Aminoglycosides, antimalarials (quinine), diuretics, salicylates, heavy metals can all cause hearing loss [7, 26]. Streptomycin can cause Ménière-like vestibular symptoms. 3-methyl-1-pentyn-3-yl-acid phthalate (Whipcide) is used for whip worm treatment, and can induce CS-like symptoms such as IK and hearing loss [2, 19]. Symptoms tend to wane after drug discontinuation [19].

Symptoms of Meniere’s disease include vertigo, hearing loss, tinnitus, and aural fullness [8, 10, 52]. CS can present very similarly to Ménière’s disease; however, there are certain key differences. The symptoms in CS tend to be bilateral, more acute on onset, rapidly progressive, and chronic in duration [41]. Whereas in Ménière’s disease, symptoms tend to be unilateral, last for only minutes to hours at a time, and result in more mild vestibuloauditory dysfunction compared to CS [8, 10, 52].
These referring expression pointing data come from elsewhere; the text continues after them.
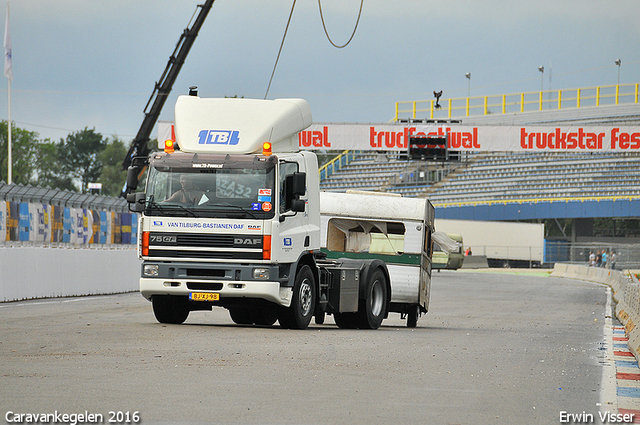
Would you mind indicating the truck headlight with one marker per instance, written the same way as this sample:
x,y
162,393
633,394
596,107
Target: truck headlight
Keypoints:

Laboratory data is typically not helpful in the diagnosis of CS [5]. Nonspecific markers of inflammation include leukocytosis (36–70 %), thrombocytosis (12–33 %), elevated erythrocyte sedimentation rate (ESR, 25–100 %) and C-reactive protein (CRP, 33 %), anemia (15–39 %), and abnormal liver enzymes (16 %) [2, 7, 8, 14, 55]. In the assessment of suspected CS patients, basic laboratory assessment includes a complete blood count (CBC); complete metabolic panel; urine analysis; ESR/CRP levels, and, treponemic pallidum and chlamydia titers. In cases of positive chlamydia titers, treatment should be initiated with azithromycin or doxycycline [14]. In endemic areas, Lyme disease serology should also be obtained. Surveillance of ESR and CRP levels may be helpful in monitoring disease activity in CS patients [14, 29].

Given CS’s association with other inflammatory disorders, additional testing should be performed based on clinical presentation and suspicion. Other inflammatory markers that may be elevated include antiphospholipid antibodies (APA), anti-DNA antibodies myeloperoxidase (MPO), proteinase 3 (PR3), antineutrophil cytoplasmic antibodies (ANCA), and rheumatoid factor (RF) [6, 14]. However, these non- specific antibodies are not consistently elevated in CS patients. For instance, in one series, less than 11 % of patients had positive APA, ANCA, or RF levels [8]. Several studies have reported detection of antibodies against heat shock protein 70 in CS patients, but they are not routinely obtained in clinical practice [33]. Decreased albumin, IgG, and complement levels have been reported, along with increased IgA, IgM, and haptoglobin levels in association with chronic inflammation [7, 22]. In cases complicated by meningoencephalitis, cerebrospinal fluid (CSF) may shows pleocytosis, lymphocytosis, or increased protein levels [52].